Tom: Trying to talk while you’re making out with someone is basically a recipe for disaster anyway. Or for breaking into laughter, depending on the relationship.

Tim: But anyway: lyrics are all about doing it, and let’s be honest that’s hardly surprising. What is surprising, though, given the line up, is that’s it’s actually a fairly decent and listenable song. I think it’s the sheer variety creating by having a full basketball team in it – bit like Band Aid really, in that if one act ever gets a bit annoying, you know it won’t be long until they’re binned off in favour of someone else.

Tom: It looks like RedOne got the credit because it really is his song: he assembled the group and produced it. This is a song with just featured artists, and that’s fine.

Tim: Yep, and so unlikely as I may have thought originally: I like this.

Enrique Iglesias feat. Pitbull & The WAV.S – I Like How It Feels

That’s a smiley song if ever there was one.

Tim: There is a proper video of this, but it’s a six-minute palaver of faffery with no real added benefit.

Tom: There’s an innuendo in that last sentence somewhere, I’m sure.

Tim: No, I’ve given up on innuendo. Instead, I’ve started inserting the occasional vaguely rude word in the middle of sentences at random.

Tom: This should be fun.

Tom: Well, that’s a smiley song if ever there was one.

Tim: Isn’t it? Chirpy. Upbeat. Happy. Whistly. A repetitive PENIS message. Some surprisingly not particularly annoying rapping. I’m feeling good. You’re feeling good. Life is, basically, good. Feeling down? Stop it. You BREASTS shouldn’t.

Tom: Subtle.

Tim: This is a song with a message, and it conveys it nicely. Love it.

Tom: It sounds like a World Cup song, doesn’t it? With the crowd chanting in the background and everything. Could use a bit more tempo or a bit more bass, I reckon – after two minutes, I thought it was ready to end – but it’s nice enough.

Tim: As it happens, it sort of reminds me of another song, more in the general FORNICATION mood than the tune.

Tom: “Fornication”? Really? Anyway, what’s this other song?

Tim: That song is the equally chirpy, upbeat, happy and whistly You’re My Mate. Blimey, that’s ten years old now.

Tom: And Pitbull does look just a bit like Richard Fairbrass. (whistles) Taxi!

Enrique Iglesias feat. Ludacris – Tonight (I’m Fuckin’ You)

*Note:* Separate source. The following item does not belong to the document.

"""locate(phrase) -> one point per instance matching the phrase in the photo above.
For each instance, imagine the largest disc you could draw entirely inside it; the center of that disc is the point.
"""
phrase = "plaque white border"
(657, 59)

This is an incredibly creepy song.

Tom: There are some songs that hide their meanings in cryptic metaphor; there are some that take a direct approach. This is one of the latter.

Tim: It is a bit, isn’t it?

Tom: I admire quite how direct he is, but let’s be honest: if he wasn’t Enrique Iglesias, this would be an incredibly creepy song.

Tim: That sentence should be reworded: ‘let’s be honest: this is an incredibly creepy song.’

Tom: The trouble is that, while it’s fairly listenable to start with, even a rap bridge from Ludacris can’t really justify its four-minute length. Once the shock value wears off, that synth backing really starts to grate – and there’s no build either. The first chorus is just as energetic as the last, and it ends on a whimper rather than (hurr) a bang.

Tim: It’s not that listenable, though – it’s the autotune, and it really turns me off, I mean, why? We all know he can sing the right notes, he doesn’t need autotuning – is there a point to it other than to make him sound like a robot?

Tom: That’s the style these days. Doesn’t matter if you can sing or not: you’ve got to sound a bit like Cher. The radio edit is of course a bit toned town – to “Lovin’ You” – and without that bit of swearing the whole song seems to fade into nothing. Pity.

Tim: Hmm. I remember when Enrique was a nice person, singing nicely about being a hero, and kissing away the pain. Now’s he’s been sucked in by hip-hop and turned into a dick.